EquityChoice provides a lump-sum payment of $85,000 - $500,000 in exchange for a share of your home’s appreciation. The agreement is settled at sale or after 10 years.
WEIGH THE RISKS AND BENEFITS
Here is a list of the benefits and drawbacks to consider.
EquityChoice Pros
  • Predictable cost structure
  • No monthly payments
  • Competitive eligibility for qualified borrowers
EquityChoice Cons
  • Limited availability (20 states)
  • Origination or closing fees may apply 3%

Unlock vs EquityChoice: Eligibility Requirements

Eligibility differs between these two providers. Here’s how they compare:
RequirementUnlockEquityChoice
Credit Score500680
Maximum LTV80%
Property TypePrimary residences onlyPrimary residences only
LocationAvailable in 24 statesAvailable in 20 states

Fees and Terms

CriteriaUnlockEquityChoice
Investment RangeUp to $500,000$85,000 - $500,000
Term Length10 years10 years
RepaymentUpon sale or end of termUpon sale or end of term
Origination Fees3%3%
Monthly PaymentsNoneNone

Which One Is Right for You?

Unlock is best for:

  • Borrowers seeking Up to $500,000 in upfront cash
  • Homeowners comfortable with 5% - 43.75% equity share
  • Those preferring agreements up to 10 years

EquityChoice is best for:

  • Borrowers who want predictable repayment terms
  • Those who qualify with 680 credit score and LTV
  • Homeowners who want $85,000 - $500,000 without monthly payments

What Users Are Saying

Unlock has a mostly recommended SuperMoney rating, with users praising its flexibility.
EquityChoice has a rating not yet determined rating, with homeowners noting predictable terms.

Next Steps

If you’re ready to explore further:
See Unlock’s full review and apply here

Compare More Providers

Looking for other options? Explore these guides:
Not sure if either option is right for you?

Key Takeaways

  • Both Unlock and EquityChoice provide cash with no monthly payments in exchange for home appreciation.
  • Unlock: flexible funding amounts and uses.
  • EquityChoice: focuses on predictable costs and straightforward terms.
  • Always confirm eligibility, credit score requirements, and fees before applying.

FAQ

How do Unlock and EquityChoice differ in repayment terms?

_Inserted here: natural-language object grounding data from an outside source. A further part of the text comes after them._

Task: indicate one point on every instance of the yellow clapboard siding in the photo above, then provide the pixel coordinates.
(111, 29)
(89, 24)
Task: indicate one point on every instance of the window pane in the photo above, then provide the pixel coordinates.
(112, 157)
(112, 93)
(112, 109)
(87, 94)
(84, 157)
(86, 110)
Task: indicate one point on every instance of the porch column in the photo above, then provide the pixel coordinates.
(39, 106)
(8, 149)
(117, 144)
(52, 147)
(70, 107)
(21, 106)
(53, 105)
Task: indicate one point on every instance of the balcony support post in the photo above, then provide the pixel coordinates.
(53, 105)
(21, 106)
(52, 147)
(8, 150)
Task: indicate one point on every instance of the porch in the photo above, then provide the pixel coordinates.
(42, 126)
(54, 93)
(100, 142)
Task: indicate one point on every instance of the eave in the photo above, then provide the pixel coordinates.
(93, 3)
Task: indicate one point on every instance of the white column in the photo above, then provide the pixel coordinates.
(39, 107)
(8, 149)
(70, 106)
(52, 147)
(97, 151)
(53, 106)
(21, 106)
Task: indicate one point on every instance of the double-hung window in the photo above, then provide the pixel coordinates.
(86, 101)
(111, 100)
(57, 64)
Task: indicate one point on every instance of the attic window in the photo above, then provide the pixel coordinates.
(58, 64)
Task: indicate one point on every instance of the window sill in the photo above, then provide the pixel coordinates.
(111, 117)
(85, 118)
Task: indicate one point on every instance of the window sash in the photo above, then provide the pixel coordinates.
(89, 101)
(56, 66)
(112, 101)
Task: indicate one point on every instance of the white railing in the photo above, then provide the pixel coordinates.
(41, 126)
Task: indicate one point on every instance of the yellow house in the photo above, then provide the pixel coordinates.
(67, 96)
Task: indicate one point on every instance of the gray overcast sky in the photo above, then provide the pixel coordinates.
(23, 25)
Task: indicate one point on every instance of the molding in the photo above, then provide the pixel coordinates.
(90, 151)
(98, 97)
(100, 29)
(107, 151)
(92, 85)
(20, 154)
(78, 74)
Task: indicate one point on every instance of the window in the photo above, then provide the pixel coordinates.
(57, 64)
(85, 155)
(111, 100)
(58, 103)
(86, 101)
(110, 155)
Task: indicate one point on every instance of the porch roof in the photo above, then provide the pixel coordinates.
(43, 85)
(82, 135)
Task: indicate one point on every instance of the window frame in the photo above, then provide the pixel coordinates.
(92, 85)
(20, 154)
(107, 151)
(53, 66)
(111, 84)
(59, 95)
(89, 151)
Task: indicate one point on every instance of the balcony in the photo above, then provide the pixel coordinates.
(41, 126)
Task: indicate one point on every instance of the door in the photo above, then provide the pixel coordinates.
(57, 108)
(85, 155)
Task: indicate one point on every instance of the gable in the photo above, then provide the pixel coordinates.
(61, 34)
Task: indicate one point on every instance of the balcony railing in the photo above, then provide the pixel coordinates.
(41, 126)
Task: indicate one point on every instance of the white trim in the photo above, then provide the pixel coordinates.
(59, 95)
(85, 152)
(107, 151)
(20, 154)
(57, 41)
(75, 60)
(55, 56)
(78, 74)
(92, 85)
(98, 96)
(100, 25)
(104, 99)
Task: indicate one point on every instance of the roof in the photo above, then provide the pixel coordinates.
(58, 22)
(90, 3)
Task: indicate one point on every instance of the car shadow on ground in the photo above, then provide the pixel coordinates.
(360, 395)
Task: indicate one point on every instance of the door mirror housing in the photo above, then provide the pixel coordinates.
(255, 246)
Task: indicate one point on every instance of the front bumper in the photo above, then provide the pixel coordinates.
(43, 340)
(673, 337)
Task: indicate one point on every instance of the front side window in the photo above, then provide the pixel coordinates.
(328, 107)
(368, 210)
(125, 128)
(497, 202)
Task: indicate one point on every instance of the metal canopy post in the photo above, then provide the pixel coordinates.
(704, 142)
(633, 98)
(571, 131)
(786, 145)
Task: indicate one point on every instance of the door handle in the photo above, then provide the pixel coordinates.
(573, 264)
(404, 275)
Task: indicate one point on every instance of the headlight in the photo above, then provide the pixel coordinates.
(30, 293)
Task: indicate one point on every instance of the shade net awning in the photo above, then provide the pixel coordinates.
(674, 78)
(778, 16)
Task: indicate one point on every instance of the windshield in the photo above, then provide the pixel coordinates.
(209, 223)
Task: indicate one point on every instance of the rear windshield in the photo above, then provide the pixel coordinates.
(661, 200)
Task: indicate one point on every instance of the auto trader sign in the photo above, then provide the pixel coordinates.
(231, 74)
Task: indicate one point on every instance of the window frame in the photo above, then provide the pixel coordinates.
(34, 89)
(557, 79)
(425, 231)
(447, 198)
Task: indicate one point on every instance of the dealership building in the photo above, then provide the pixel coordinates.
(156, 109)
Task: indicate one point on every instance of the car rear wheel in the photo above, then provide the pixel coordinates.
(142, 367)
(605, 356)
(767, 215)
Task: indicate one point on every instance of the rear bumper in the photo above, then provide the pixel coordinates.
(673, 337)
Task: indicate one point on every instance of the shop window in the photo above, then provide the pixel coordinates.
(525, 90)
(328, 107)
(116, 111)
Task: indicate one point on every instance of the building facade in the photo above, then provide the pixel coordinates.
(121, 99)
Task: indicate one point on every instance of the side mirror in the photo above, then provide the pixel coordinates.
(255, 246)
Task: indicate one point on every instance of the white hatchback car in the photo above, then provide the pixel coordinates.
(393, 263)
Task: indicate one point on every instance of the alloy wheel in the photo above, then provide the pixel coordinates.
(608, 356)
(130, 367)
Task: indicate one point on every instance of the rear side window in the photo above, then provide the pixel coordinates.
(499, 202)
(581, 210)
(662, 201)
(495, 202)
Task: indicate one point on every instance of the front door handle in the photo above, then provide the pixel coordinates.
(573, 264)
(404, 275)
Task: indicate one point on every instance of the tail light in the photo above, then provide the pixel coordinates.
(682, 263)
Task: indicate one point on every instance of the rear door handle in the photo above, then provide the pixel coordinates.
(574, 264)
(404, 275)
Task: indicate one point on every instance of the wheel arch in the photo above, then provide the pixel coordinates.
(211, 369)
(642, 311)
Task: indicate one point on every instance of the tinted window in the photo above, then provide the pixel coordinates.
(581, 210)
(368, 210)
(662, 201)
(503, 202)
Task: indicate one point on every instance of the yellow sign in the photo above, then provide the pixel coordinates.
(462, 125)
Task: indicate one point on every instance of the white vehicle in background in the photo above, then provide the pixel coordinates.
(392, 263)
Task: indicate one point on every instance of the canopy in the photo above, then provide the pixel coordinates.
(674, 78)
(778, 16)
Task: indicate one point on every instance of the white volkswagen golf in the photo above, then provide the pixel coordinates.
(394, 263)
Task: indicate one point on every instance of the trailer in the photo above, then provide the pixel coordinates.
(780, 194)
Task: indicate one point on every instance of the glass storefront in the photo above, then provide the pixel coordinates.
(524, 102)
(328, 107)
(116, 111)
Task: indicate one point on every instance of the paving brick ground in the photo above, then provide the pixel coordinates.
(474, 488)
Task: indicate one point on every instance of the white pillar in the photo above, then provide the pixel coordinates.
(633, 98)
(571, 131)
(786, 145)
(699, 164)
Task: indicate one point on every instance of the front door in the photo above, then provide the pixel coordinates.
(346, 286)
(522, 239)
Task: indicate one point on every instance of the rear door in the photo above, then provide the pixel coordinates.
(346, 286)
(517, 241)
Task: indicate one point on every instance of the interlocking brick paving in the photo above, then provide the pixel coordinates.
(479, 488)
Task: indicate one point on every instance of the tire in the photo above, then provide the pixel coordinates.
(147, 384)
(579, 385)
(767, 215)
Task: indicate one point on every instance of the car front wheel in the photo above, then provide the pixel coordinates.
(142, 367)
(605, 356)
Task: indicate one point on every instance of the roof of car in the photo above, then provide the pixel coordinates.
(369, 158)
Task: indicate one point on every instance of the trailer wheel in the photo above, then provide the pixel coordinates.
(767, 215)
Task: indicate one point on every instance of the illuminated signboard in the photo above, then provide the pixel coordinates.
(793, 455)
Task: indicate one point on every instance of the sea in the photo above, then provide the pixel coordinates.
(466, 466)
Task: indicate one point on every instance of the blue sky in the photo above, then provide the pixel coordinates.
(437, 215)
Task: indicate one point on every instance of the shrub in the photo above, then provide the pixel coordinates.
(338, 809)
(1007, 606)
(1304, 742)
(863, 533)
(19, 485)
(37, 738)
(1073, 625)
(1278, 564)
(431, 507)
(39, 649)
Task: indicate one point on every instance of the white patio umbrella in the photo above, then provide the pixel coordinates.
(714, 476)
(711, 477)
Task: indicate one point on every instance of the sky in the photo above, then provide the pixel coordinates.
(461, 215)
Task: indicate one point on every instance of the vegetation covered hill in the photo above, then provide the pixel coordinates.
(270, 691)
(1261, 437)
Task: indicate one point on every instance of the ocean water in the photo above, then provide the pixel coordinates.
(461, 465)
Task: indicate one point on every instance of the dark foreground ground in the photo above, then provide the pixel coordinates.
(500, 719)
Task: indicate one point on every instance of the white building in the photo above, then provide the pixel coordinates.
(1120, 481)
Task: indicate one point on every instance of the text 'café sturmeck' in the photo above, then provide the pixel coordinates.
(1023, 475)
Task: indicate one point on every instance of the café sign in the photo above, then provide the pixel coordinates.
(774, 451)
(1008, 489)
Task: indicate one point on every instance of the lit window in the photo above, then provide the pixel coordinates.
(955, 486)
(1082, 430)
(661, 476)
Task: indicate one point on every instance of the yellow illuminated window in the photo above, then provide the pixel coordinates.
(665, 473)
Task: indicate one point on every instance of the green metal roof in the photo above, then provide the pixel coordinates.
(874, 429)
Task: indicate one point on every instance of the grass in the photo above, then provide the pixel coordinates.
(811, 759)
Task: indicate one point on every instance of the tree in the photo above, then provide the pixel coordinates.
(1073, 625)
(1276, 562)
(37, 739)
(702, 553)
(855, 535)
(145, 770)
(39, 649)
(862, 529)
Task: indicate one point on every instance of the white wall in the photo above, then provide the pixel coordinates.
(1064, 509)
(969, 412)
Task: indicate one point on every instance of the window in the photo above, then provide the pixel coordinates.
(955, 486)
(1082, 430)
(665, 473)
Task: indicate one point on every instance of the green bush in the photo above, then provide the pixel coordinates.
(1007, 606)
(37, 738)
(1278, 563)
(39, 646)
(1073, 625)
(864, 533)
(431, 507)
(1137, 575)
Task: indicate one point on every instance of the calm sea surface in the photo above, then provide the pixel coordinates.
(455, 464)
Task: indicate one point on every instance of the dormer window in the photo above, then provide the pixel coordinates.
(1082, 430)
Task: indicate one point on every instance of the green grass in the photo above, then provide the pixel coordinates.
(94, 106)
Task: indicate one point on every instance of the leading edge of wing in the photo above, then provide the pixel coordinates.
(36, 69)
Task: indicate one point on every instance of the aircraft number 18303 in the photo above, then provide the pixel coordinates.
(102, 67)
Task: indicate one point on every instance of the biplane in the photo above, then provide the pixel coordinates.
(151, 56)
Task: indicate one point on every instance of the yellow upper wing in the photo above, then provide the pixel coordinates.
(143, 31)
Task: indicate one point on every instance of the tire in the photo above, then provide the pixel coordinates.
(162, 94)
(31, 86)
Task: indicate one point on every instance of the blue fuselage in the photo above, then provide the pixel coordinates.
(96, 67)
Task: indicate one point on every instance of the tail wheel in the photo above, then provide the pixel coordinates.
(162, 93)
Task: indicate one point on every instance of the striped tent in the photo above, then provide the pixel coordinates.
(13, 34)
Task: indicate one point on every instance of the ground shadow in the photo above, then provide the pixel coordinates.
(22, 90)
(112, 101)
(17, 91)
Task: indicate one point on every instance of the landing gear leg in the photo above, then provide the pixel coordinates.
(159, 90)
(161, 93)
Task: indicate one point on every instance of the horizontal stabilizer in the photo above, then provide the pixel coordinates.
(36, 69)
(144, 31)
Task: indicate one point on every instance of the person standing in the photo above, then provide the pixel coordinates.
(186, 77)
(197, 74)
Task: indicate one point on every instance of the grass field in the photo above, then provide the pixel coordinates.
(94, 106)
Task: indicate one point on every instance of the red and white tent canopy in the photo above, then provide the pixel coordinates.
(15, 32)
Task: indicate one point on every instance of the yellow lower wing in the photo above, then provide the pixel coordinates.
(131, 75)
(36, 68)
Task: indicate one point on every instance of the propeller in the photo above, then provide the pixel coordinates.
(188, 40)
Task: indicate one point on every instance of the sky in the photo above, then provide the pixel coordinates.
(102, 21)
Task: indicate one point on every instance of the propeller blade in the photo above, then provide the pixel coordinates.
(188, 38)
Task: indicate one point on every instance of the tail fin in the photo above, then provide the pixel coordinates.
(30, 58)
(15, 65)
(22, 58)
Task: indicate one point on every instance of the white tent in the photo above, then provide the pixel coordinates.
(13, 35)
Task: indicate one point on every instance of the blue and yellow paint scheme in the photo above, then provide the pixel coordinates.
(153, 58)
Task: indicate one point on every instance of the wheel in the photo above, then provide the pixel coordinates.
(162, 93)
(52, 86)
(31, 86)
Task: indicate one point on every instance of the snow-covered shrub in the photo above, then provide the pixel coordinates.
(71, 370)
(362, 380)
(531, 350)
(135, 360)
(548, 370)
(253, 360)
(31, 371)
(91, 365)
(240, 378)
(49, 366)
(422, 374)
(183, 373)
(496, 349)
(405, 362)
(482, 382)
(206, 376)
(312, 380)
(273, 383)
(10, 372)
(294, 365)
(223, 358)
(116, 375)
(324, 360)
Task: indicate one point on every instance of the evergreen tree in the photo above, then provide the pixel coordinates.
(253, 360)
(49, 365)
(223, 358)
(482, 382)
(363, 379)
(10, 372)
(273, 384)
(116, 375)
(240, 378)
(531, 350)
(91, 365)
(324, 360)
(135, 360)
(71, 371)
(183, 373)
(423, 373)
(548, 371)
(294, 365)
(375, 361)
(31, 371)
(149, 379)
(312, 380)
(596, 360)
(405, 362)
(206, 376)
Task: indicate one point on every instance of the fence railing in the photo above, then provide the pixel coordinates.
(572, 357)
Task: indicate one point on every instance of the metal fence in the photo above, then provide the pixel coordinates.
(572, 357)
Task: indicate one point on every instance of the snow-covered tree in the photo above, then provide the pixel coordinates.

Both require repayment upon sale or after the contract term. Unlock’s term is 10 years, while EquityChoice’s is 10 years.

Do I need good credit to qualify?

Unlock generally requires 500, while EquityChoice requires 680.

Do either allow secondary or investment properties?

Both Unlock and EquityChoice primarily work with owner-occupied residences.